Мальчик пожал плечами. В его глазах засветилась очередная идея. Он отбросил серебряную ложечку.

— Нам нужны всякие ветки, чтобы «одеть» его, Ли. Очень нужны.

— Ветки?

— Ну, маленькие веточки. Я знаю, где взять. Борис все время стрижет кусты в лабиринте. Там много. Ну, пожалуйста, Ли. Мы быстро, а?

Я вздохнула. Стоять на одном месте было холодно. Снег валил все гуще. Пробежаться нам обоим будет невредно, решила я.

— Ладно.

Мальчуган тут же потащил меня за собой.

— Я покажу. Не бойся. Я все покажу.

— Хорошо, Трой, хорошо. Только не так быстро. Твой снеговик не растает. Это я тебе обещаю.

Мы бежали по аллее, а совсем близко от нас шли к машине две женщины. Они тоже были в «свите» на репетиции и сейчас делились впечатлениями. Я замедлила шаг и прислушалась.

— Она была замужем за человеком, годным ей в дедушки, — сказала одна. — Говорят, он совсем в маразме, даже толком не осознал, что жена его бросила.

— На брак со стариком женщину могут вынудить только деньги, — заявила вторая.

— Вот уж о чем ей теперь не придется беспокоиться! — воскликнула первая женщина. — А кроме денег она заполучила еще сногсшибательного молодого красавца. Ловкая дамочка!

Обе подруги засмеялись и сели в машину.

Несмотря на холод и густой снегопад, меня бросило в жар. Мне хотелось подбежать к этой машине, разбить в ней стекла. Они насмехались над моим отцом! Как они смели! Откуда идут такие гнусные слухи? Эти женщины не имеют права принимать участие в свадебной процессии… Ревнивые, завистливые, злобные сплетницы…

— Идем же, Ли, — потянул меня Трой.

— Что? Ах, да.

Я пошла за мальчиком, то и дело оглядываясь на удаляющийся автомобиль. У входа в лабиринт мы остановились и я сказала:

— Что-то не видно никаких срезанных веток. Пойдем обратно.

— Нет, они всегда есть. Надо только поискать чуть-чуть. Ну, пожалуйста, — заныл он.

— Твой брат не разрешил бы этого.

— Да ничего страшного. Я знаю, как здесь ходить.

— Что, правда?

Порой этот малыш выглядел по-взрослому уверенно.

— Тони не будет сердиться. Тони теперь будет твоим папой.

— Нет, не будет! — отрезала я. Трой растерялся. — Он женится на моей матери, но это не значит, что он становится мне отцом. У меня есть папа.

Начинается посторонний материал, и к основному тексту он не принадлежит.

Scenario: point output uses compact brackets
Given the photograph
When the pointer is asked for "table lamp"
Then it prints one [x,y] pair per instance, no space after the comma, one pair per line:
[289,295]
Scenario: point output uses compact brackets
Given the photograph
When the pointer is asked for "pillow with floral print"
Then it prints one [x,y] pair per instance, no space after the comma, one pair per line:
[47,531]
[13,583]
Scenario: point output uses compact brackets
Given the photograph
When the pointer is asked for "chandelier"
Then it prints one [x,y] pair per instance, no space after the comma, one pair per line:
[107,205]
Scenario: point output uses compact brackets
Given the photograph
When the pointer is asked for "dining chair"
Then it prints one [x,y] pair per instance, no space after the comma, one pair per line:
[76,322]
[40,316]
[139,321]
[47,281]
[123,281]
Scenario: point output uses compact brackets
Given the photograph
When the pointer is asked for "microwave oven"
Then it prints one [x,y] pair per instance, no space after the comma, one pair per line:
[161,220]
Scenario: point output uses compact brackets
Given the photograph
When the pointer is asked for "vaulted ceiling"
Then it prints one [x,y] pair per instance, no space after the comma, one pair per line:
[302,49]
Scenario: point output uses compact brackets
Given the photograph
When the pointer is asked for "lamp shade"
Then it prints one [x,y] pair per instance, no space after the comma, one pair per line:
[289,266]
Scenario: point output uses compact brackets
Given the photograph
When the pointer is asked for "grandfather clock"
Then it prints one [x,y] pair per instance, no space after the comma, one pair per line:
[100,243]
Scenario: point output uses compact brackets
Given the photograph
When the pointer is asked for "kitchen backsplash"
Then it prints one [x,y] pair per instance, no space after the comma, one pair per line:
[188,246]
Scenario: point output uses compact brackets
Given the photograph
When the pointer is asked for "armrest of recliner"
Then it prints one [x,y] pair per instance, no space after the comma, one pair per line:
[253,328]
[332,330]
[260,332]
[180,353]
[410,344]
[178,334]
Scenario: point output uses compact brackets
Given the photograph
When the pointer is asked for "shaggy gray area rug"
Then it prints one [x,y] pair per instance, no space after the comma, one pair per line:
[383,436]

— А где он? — тут же поинтересовался мальчик.

— Он работает в океане, командует гигантскими судами. Сейчас он в плавании.

— Он тоже переедет сюда?

— Нет. Моя мать больше не хочет жить с ним. Она хочет жить с твоим братом. Так что здесь будем только мы, а папа останется у себя. Это называется развод. Люди женятся, а потом расходятся. Понял?

Он отрицательно покачал головой.

— Если честно, то и я не понимаю, — пришлось признаться мне. Я оглянулась на дом. Из дверей гурьбой выходили мужчины — друзья Тони. Они смеялись, хлопали друг друга по плечу. — Ладно. Зайдем неглубоко, поищем твои веточки. Потеряться мы не потеряемся, — добавила я, — потому что на снегу останутся наши следы.

— Верно! — обрадовался Трой и бросился по аллее вглубь. Секунду поколебавшись, я последовала за ним.

На самом деле величавое спокойствие лабиринта было мне по душе. Хотелось отгородиться от шума и суеты. Я была взвинчена почти до предела — сердце отчаянно колотилось, болела голова, меня даже мутило, особенно когда я вспоминала аккорды венчального гимна… Казалось, ярость моя вот-вот выплеснется, но по мере того как мы углублялись в переплетение вечнозеленых коридоров, на душе у меня становилось легче, реальный мир отступал все дальше и дальше. Высокие стены кустарника отрезали от нас все звуки, исходившие от дома. Поглощал шумы и снег, валивший большими, мягкими хлопьями. Трой бежал впереди, ежесекундно оглядываясь, чтобы убедиться, что я не отстала. Я сбилась, пытаясь запомнить, на каком углу и в какую сторону мы поворачивали. Все ходы казались совершенно одинаковыми, особенно теперь, когда все покрыла густая снежная пелена. Хорошо, что мы идем по снегу, подумала я, только сейчас поняв, как просто здесь заблудиться. Лабиринт действительно казался бескрайним и бездонным.